Effect of a short-term diet and exercise intervention on metabolic syndrome in overweight children.

Chen AK, Roberts CK, Barnard RJ.

Source

Department of Physiological Science, University of California, Los Angeles, CA 90095, USA.

Abstract

Overweight and the metabolic syndrome are increasing radically in children. The present study was designed to examine the effects of lifestyle modification in 16 children who were placed on a high-fiber, low-fat diet in a 2-week residential program where food was provided ad libitum and daily aerobic exercise was performed. In each subject, pre- and postintervention fasting blood was drawn. Insulin (27.2 +/- 3.5 vs 18.3 +/- 1.7 microU/mL, P < .01), homeostasis model assessment for insulin resistance (5.79 +/- 0.81 vs 4.13 +/- 0.38, P < .05), and body weight (92.0 +/- 7.0 vs 88.0 +/- 6.8 kg, P < .01) were reduced significantly.

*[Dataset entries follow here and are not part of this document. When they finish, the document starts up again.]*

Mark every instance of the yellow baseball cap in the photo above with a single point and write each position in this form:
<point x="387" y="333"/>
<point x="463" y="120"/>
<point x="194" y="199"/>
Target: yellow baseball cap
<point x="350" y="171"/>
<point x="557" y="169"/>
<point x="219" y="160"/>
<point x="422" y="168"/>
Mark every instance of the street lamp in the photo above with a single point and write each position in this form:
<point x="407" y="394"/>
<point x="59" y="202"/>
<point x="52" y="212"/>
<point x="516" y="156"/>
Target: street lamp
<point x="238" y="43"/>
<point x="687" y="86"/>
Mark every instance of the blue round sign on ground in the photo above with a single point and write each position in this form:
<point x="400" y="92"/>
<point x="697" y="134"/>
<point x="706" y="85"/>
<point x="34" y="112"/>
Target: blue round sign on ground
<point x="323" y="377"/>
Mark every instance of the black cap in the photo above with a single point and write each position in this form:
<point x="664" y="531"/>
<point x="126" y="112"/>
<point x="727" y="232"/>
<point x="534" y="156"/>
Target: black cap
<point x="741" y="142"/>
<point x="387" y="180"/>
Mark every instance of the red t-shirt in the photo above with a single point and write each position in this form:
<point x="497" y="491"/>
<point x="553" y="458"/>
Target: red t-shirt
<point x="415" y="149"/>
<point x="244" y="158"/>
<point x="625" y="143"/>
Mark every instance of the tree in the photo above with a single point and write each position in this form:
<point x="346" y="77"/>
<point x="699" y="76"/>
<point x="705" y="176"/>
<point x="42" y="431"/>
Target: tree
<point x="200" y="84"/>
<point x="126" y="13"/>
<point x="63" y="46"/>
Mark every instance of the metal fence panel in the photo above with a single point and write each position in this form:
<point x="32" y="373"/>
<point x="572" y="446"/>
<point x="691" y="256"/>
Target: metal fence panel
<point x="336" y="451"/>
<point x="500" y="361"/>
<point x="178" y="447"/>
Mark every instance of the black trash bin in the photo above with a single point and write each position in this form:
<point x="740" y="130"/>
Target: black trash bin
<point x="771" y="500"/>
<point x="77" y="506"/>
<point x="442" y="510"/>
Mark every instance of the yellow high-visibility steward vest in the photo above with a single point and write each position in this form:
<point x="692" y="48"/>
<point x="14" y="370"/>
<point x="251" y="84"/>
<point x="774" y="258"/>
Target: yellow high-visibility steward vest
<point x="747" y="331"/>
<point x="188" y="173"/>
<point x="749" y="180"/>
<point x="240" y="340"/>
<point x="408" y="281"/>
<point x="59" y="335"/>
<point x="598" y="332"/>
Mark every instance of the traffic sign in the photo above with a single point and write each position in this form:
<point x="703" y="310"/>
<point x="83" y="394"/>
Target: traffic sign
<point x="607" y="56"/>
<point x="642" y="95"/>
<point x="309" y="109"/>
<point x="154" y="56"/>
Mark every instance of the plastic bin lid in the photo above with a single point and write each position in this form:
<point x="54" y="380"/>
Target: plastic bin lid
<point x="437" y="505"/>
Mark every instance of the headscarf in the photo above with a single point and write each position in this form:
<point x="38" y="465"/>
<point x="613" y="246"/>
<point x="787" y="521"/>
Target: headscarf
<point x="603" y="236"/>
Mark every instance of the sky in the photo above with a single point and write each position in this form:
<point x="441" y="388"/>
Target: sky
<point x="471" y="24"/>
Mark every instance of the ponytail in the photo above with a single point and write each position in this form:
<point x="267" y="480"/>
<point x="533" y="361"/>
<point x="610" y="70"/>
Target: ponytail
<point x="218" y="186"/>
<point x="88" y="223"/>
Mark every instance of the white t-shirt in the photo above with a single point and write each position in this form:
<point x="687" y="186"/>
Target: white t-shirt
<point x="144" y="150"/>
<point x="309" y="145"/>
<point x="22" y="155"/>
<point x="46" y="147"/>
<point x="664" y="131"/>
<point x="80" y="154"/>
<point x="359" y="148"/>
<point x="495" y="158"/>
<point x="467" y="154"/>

Total cholesterol (165 +/- 7.8 vs 127 +/- 7.4 mg/dL, P < .01), low-density lipoprotein (94.1 +/- 8.2 vs 68.5 +/- 6.7 mg/dL, P < .01), triglycerides (146 +/- 16.2 vs 88.1 +/- 8.1 mg/dL, P < .01), and total cholesterol-high-density lipoprotein (4.16 +/- 0.30 vs 3.34 +/- 0.30, P < .01) and low-density lipoprotein-high-density lipoprotein ratios (2.41 +/- 0.3 vs 1.86 +/- 0.2, P < .01) were reduced, with no change in high-density lipoprotein observed (42.3 +/- 2.4 vs 40.8 +/- 3.0 mg/dL). Systolic blood pressure (130 +/- 3.1 vs 117 +/- 1.8 mm Hg, P < .001) and diastolic blood pressure (74.3 +/- 3.0 vs 67.2 +/- 2.3 mm Hg, P = .01) also decreased. Most notably, before the intervention, 7 of the 16 subjects were classified with metabolic syndrome. After the 2-week intervention, despite remaining overweight, reversal of metabolic syndrome was noted in all 7 subjects. All of these changes occurred despite only modest improvements in the percentage of body fat (37.5% +/- 1.1% vs 36.4% +/- 1.2%, P < .01) and body mass index (33.2 +/- 1.9 vs 31.8 +/- 1.9 kg/m(2), P < .01). These results indicate that a short-term rigorous diet and exercise regimen can reverse metabolic syndrome, even in youth without documented atherosclerosis.